Wednesday, May 20, 2009

Event Sandwich!

Actually, with today sandwiched between last night's Erotic Literary Salon in Philadelphia and tomorrow night's In the Flesh in New York, the events are technically the bread, with the in-between day the portabello mushroom or whatever. So the metaphor really doesn't work, because in this case the bread slices (i.e., the events) are more exciting than what's between them (i.e., the in-between day with travel and no events). So screw this sandwich metaphor crap. Forget I said anything about sandwiches. What's a sandwich? Never heard of the chap.

Anyway, I had a truly delightful time at the salon last night—what a warm, welcoming environment for the celebration of sexy literature! Huge thanks to salonniere Susana Mayer for inviting me to do my thing* on her stage. And I got to hear the beautiful, exciting, and inventive erotic writings of the salon regulars.

*To read my work aloud, that is. I'm not a sexual contortionist.

I'm so thrilled to be returning to In the Flesh tomorrow! The lineup includes novelist Anna David (Bought, Party Girl), memoirist Mara Altman (Thanks for Coming), erotica writers Jeremy Edwards (hi!) and Robin Glasser (My Life as a Concubine), memoirist Suzanne Guillette (Much to Your Chagrin), Blaise K (host, How I Learned Reading Series), and Craig Yoe (Secret Identity: The Fetish Art of Superman’s Co-creator Joe Shuster).

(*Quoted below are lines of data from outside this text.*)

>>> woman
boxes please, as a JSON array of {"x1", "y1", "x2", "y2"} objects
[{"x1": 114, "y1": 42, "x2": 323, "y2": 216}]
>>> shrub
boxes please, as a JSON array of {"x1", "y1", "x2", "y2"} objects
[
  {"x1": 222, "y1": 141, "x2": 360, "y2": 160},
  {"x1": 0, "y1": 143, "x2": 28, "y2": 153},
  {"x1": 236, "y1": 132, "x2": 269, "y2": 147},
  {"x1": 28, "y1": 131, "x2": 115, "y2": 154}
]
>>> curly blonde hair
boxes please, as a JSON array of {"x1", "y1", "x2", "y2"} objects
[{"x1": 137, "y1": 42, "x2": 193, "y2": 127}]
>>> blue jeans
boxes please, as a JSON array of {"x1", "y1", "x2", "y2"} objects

Illustrious host Rachel Kramer Bussel is urging people to get there by 7:30 for the best chance of getting seats. (Doors open at 7:00 p.m., and the event begins at 8:00.)

In the Flesh takes place at Happy Ending Lounge, 302 Broome St. (between Forsyth and Eldridge; look for the "XIE HE Health Club" awning). Admission is free, with free snacks to boot! Click here for more info.

4 comments:

Donna said...

I'm so glad it went well, Jeremy! The erotica community is such a great bunch of people and I'm sure they loved your work.

Say hello to Robin Glasser for me, and have a great time at ITF.

Craig Sorensen said...

Okay, so you're not a sexual contortionist, but I have it on good authority you are a literary contortionist.

True?

Nikki Magennis said...

God, you crack me up, Jeremy. Even without the sandwiches.

Best of luck at In the Flesh!

Jeremy Edwards said...

I have it on good authority you are a literary contortionist.Well, there was that one time I accidentally hit the "sort by part of speech" button in Word, and my story turned inside out.